NB-PDT has emerged as a potent and selective treatment modality for cancer able to effectively kill cancer cells while sparing surrounding healthy tissue. In particular, the use of NB-PDT to treat HNSCC has been demonstrated both in vitro [1] and in the preclinical setting [2, 6] with great success. Furthermore, in view of clinical translation, NB-PDT has shown its value using patient-derived HNSCC organoids [8]. This prompted us to advance NB-PDT further and the next logical step was to bring this treatment closer to the human clinic. For this, we first opted to develop NB-PDT for treating companion animals suffering from spontaneous tumors in the veterinary clinic. In particular, we aim to treat cats with OSCC, a tumor type greatly resembling human HNSCC, with no current effective therapeutic options. In the present study, we describe in vitro work that paves the way to the in vivo application of NB-PDT in cats with OSCC. EGFR was selected as a target for feline OSCC and, accordingly, NBA was characterized as an EGFR-targeting NB binding both the human and the feline protein. Next, NBA was conjugated to IRDye700DX to yield NiBh, a NB-PS conjugate with high payload (average of 2.5 molecules of PS per NB molecule) which retains high binding affinity to both species. NiBh was subsequently investigated for NB-PDT to specifically kill feline OSCC cells with EGFR levels comparable to those of neoplastic cells in vivo, whereas neighboring low EGFR-expressing cells were left unharmed.

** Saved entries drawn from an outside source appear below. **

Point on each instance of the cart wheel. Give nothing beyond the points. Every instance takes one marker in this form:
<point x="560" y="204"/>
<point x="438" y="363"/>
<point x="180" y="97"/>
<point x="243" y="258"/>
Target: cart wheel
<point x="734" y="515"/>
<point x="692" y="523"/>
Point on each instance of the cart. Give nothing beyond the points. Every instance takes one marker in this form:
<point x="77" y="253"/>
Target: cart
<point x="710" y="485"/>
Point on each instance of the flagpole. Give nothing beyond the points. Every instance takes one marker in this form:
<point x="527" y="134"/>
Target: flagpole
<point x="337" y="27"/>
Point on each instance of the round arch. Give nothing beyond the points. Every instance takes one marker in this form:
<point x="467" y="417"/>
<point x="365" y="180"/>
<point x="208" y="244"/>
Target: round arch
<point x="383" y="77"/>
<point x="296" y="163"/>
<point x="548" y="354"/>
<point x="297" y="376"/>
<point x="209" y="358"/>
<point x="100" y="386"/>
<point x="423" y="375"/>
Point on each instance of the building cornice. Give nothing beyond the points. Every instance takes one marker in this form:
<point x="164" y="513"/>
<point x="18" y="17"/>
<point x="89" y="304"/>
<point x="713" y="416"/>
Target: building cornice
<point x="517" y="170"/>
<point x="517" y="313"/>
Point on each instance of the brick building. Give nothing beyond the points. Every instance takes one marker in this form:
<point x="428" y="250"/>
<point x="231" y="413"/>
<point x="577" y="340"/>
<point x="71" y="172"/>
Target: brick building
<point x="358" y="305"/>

Expression of EGFR in feline OSCC has been reported and suggested as therapeutic target [22, 23]. Looper et al. found moderate/high EGFR expression in 8 of 13 cases [22], while we found it in 9 out of 10 cases (Figure 1). Despite being a small subset of samples in both instances, it is clear that EGFR is present in feline OSCC to a significant extent. EGFR was confined to the cancer cells arranged in neoplastic nests and absent in the surrounding stroma, which, in the context of NB-PDT, will most likely result in no damage to the structural component of the oral mucosa. Nonetheless, we compared EGFR expression in the adjacent normal oral epithelium and observed that the intensity in the basal layer of this epithelium was similar to the neoplastic cells, in line with the observations in HNSCC [25, 35]. Intermediate and high EGFR levels have been reported in feline normal oral mucosa/tongue [22], but never compared side by side with OSCC tissue. These comparable EGFR levels would render the epithelial cells of the non-lesional mucosa susceptible to EGFR-targeted PDT, but this is not regarded as a concern due to the local nature of PDT and rapid regeneration of the feline oral mucosa [36]. Furthermore, conventional PDT has already been applied in cats for the treatment of SCC and only transient and acceptable local adverse effects were observed with this nontargeted approach [37], [38], [39], [40], thus NB-PDT would further minimize these undesired effects.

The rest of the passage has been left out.